(Petaling Jaya, Monday): The New Sunday Times yesterday headlined its front-page report: "Websites turn cobwebs - Government Internet addresses not updated regularly" and told the sorry story of the pathetic efforts of the government to lead the country into the Information Age
It reported that a random check revealed that several important arms of the Government, instead of leading the way in serving the public through the instantaneous Internet, are lagging behind.
The Parliamentary web-site (http://www.parlimen.gov.my), "touted as a potential tool for Malaysians to find out the issues, debates and motions of the House and the attendance and voting records of their wakil rakyat", led the list of IT ignominy.
The report said:
"There is no listing of MPs or Senators, let alone how to get in touch with them.

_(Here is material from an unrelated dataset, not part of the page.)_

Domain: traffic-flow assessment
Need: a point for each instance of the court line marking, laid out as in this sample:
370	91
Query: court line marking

"In other sections, such as ‘History Background’, ‘Functions’ and ‘Other Matters’, the website offers links to local media and foreign Government websites, but has only three entries for each."
This morning, the whole Parliament server closed down. At least there is a sense of shame.
Another article in the New Sunday Times rightly pointed out that when the Parliament homepage was launched in May 1996, I had said in Parliament that this was not done to boost its journey into the new millennium, "but just to shut me up from repeatedly complaining about Parliament having no website."
I have repeatedly expressed my dissatisfaction with the Parliament web-site and made suggestions as to how it could not only be a model website in Malaysia but a leading parliamentary website in the world, but they fell on deaf ears in the last two-and-a-half years.
The Parliament web-site, instead of being a credit to the Malaysian Parliament, had in fact become an international badge of shame about Malaysia’s level of digital literacy.
The first thing that should be done to raise the level of digital literacy, including ensuring that the Parliament website is a model website both in Malaysia and the world, is for the establishment of a Parliamentary Standing Committee on Information Technology.
I will put this proposal to the Deputy Prime Minister, Datuk Seri Abdullah Ahmad Badawi as the Deputy Prime Minister is normally delegated the task by the Prime Minister to be responsible for parliamentary affairs, and I hope Abdullah could agree so that a motion could be moved and passed in the next Parliamentary meeting and such a Parliamentary Standing Committee on IT set up without any delay.
The New Sunday Times article next highlighted another leading IT cobweb in government, the Road Transport Department site (http://www.jpj.gov.my), which won the Public Services Innovation Award when it introduced its website in mid-1996 for its useful information and user-friendliness in accessing it.
However, this top government IT website was last updated in November as shown in its current heading - "Salam 98", showing a most un-IT mentality when a human year is generally equated with about five Internet years
I have often questioned in Parliament whether the government is serious about the Multimedia Super Corridor and the National Information Technology Agenda for Malaysia to take the quantum leap into the Information Age, when the political leadership, particularly the Cabinet Ministers, are l so mired in pre-IT culture and mentality.
For instance, if we have a Transport Minister who fully understands the critical importance of IT to the country on the eve of the new millennium, he would never allow his prestigious department which had won a Public Services Innovation Award for its website to degenerate into a laughing stock instead.
Shockingly, even the Prime Minister’s Department website (http://www.smpke.jpm.my)
is not a model government website. The New Sunday Times article said:
"Up to earlier this week, it was also out-of-date in the titles of several Ministers, Deputy Ministers and Parliamentary Secretaries, rendering in vain the efforts of Malaysians to get accurate information ‘from the horse's mouth.’"
When I visited the Prime Minister’s Department’s website today, I found that in its "Cabinet Line-Up" , three Cabinet Ministers are still without any Internet links, namely the Minister for Transport, Datuk Ser Dr. Ling Liong Sik, the Minister for Defence, YB Dato' Abang Abu Bakar bin Datu Bandar Abang Haji Mustapha and the Minister for Culture, Arts and Tourism, Datuk Sabbarudin Chik.
The scandal of Government websites ending as cobwebs is the most eloquent testimony of the failure of both the National Information Technology Council (NITC) and the National Information Technology Agenda (NITA). There is an urgent need not only for a full revamp of the NITC but also a comprehensive review of the NITA.
In the past three years, I had repeatedly proposed in Parliament that the government must become the model user of Information Technology to provide more efficient, cost-effective and responsive services to the public but my proposals had been to no avail.
If Malaysia is serious about taking the quantum leap into the Information Age, I call on the Prime Minister, Datuk Seri Dr. Mahathir Mohamad to appoint a Minister for Information Technology charged with the challenge to create one of the most IT-savvy governments in the world to prepare Malaysia for the information age.